Concussions are a contentious topic on the professional level, as well. Right now in the United States, more than 3,500 retired National Football League players are suffering from the effects of multiple cumulative concussions.

Together, they are filing a class-action lawsuit against the NFL.

Liss and Dodick want to find a solution to ensure the safety of concussion patients. Combining her expertise in the speech and hearing sciences with his medical background, the researchers have teamed up to develop a sensitive neurological test for diagnosing concussions and determining when a patient’s brain has truly healed. They are currently testing their method on patients from the concussion clinic at Mayo.

Liss and Dodick fit a patient’s scalp with an array of electroencephalography (EEG) electrodes. The electrodes pick up on very low-level electrical activity the brain gives off as neurons are firing. With the electrodes secured, a patient listens to statements spoken by a computer and must determine whether those statements are true or false. For example, the computer might say, “apples are fruits.”

In some trials, the computerized speech is clear and easy to understand. But on other trials the speech is distorted, making it more difficult or even impossible to understand. This type of speech-recognition task requires the integration of multiple brain functions that occur in different regions of the brain.

“Listeners have to concentrate really hard and pull together all these pieces of information so they can understand what’s being said. It requires a lot of brain activity,” Liss explains.

Tools doctors use routinely, like a CAT scan or MRI, can’t pick up on subtle disruptions in metabolic or structural brain integrity. That’s why Dodick and Liss chose the more sensitive and precise EEG electrodes, which feed into a computer program and provide a kind of map of the brain.
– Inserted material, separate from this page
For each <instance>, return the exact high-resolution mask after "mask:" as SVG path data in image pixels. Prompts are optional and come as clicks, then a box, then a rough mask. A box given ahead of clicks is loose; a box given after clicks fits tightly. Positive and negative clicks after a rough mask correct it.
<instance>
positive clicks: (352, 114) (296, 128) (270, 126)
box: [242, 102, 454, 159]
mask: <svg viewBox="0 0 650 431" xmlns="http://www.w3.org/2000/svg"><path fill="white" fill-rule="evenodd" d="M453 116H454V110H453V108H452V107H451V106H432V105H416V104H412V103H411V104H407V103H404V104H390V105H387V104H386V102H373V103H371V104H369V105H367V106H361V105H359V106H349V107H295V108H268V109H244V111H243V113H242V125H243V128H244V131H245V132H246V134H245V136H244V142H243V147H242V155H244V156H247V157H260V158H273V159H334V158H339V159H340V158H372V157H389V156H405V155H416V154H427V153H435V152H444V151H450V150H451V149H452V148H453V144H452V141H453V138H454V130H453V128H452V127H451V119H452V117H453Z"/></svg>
Patients will be tested within the first couple of weeks of their concussions, then again when they report feeling better, which is referred to as clinical recovery. About six weeks after that, Liss and Dodick will use another form of testing to verify that the patient’s brain has actually healed. Then they will run the speech test again to see if the new results correspond with the patient’s brain recovery. If there is a meaningful difference, Liss and Dodick will know their test works as it should.

Over the course of a year, the researchers will collect data from 20 to 30 subjects and compare those results to non-concussed individuals. If the speech recognition test proves to be effective, it will provide doctors with a simple, objective and cost-effective tool for diagnosing concussions and declaring patients healed.

“Identifying biomarkers of recovery will give us a better idea of when intervention should happen and possibly even the nature of intervention,” Liss says. “Understanding concussions allows us to potentially ward off a whole epidemic of cognitive and emotional problems in, for example, kids who play soccer and those kinds of things.”